Quando un uomo si aggrappa all’aritmetica, in ambito sportivo e più prettamente calcistico, vuol dire che o è finita o, concretamente, manca davvero pochissimo.
“Fin quando non ci condanna l’aritmetica daremo il massimo per provare a raggiungere l’obiettivo”. Lo hanno detto sempre i protagonisti di percorsi sportivi finiti male, quasi a voler imputare, in maniera inconscia e silenziosa, le proprie debolezze a dei numeri messi in fila, mentre la condanna più sostanziale va ricercata nei propri sbagli.
“Fin quando non ci condanna l’aritmetica”. “Fin quando non ci condanna l’aritmetica”. “Fin quando non ci condanna l’aritmetica”. È capitato anche alla Reggina dopo la sconfitta col Latina.
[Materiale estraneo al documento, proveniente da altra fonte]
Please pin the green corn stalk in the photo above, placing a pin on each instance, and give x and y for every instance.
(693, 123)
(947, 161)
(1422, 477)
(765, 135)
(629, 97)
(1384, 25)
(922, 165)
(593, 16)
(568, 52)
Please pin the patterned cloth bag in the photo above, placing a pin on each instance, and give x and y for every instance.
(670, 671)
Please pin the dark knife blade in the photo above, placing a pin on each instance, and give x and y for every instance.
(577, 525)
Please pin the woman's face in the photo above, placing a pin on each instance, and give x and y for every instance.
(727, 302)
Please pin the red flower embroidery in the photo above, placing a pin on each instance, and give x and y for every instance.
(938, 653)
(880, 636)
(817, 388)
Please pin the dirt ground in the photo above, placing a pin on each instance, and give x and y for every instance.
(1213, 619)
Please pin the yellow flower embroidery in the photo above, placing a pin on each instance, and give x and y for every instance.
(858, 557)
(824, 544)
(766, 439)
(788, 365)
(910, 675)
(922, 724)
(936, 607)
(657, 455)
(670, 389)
E sono frasi fuggite a uomini che sanno di aver perso la retta via, dopo un lavoro rigenerante che nessuno si poteva aspettare, e di cui va dato comunque atto anche se gli annali riporteranno quella del Centenario come la più grande sconfitta che, a memoria di elefante, si possa ricordare. Ma la rimonta, che in mezzo a tanto scoramento è stata a tratti anche esaltante, ha finito col riflettere in maniera indiscutibile la sintesi della stagione amaranto. Quella dell’illusione sgretolatasi in mille coriandoli di disincanto già dopo poche settimane.
Sì, perché le vittorie contro Bari, Lanciano, poi Carpi, avevano fatto ricredere tutti, o quasi, sui giudizi dati, forse in maniera troppo frettolosa, ad una squadra che a gennaio in tanti avrebbero volentieri disintegrato col mercato di riparazione. Ma, in maniera altrettanto frettolosa, si è pensato che i mali evidenziati in un girone potessero essere stati archiviati in poche settimane. Non è stato così e, anche se “la matematica non ci condanna”, la fine si fa tangibile da ieri pomeriggio.
Non ce ne voglia Gagliardi che è un combattente e sicuramente sarà l’ultimo ad arrendersi, ma l’orizzonte della Reggina non sembra essere la partita di Padova, bensì un obiettivo più lontano che va oltre il raggiungimento dei play-out e sfocia, inesorabilmente, nel futuro a lungo termine del club. Le possibilità di salvarsi quest’anno sono ridotte al lumicino: un punto di penalizzazione, probabilmente, potrebbe allontanare gli amaranto in maniera ancora più evidente dalle concorrenti. Il campionato può riservare colpi di coda, ma ad ora le uniche sorprese (?) paiono essere negative. Del deferimento si parla da settimane, ma al di là di quello che può succedere, la Reggina di oggi appare un club soffocato, dalla crisi e dalla cattiva gestione degli ultimi anni.
Lo scenario, poi, si completa in un atmosfera di apatia collettiva. La tifoseria forse non si rappresenta più in Foti, ma, comunque, l’ex presidente, è stato lasciato solo anche dalla sua gente. È un capitolo a parte ed è impensabile poterlo esemplificare in poche righe, perché è più ampio. La Reggina in difficoltà è la maschera triste di Pierrot, e dietro c’è il panorama “psicosociale” di una città completamente distaccata che, oggi, è vicina ai propri rappresentanti sportivi solo nei momenti di felicità, ed è pronta a criticare tutto e tutti in frangenti come questo. Legittimo, assolutamente: giusto, interpretandola per certi versi. A Bari, però, c’è un club con difficoltà simili a quelle della Reggina, ma un moto d’orgoglio ha colorato i gradoni del San Nicola di biancorosso. Contro Crotone e Latina il Granillo, invece, ha lasciato buchi quasi terrificanti, a fronte di appelli ripetuti da tutti. Il momento della Reggina, già di per se difficile, si è fatto tragico. Ma nessuno può sentirsi escluso. Se fine sarà (e fine non vuol dire solo retrocessione), la colpa sarà di tutti. Perché vincere insieme è facile. Perdere, evidentemente, no.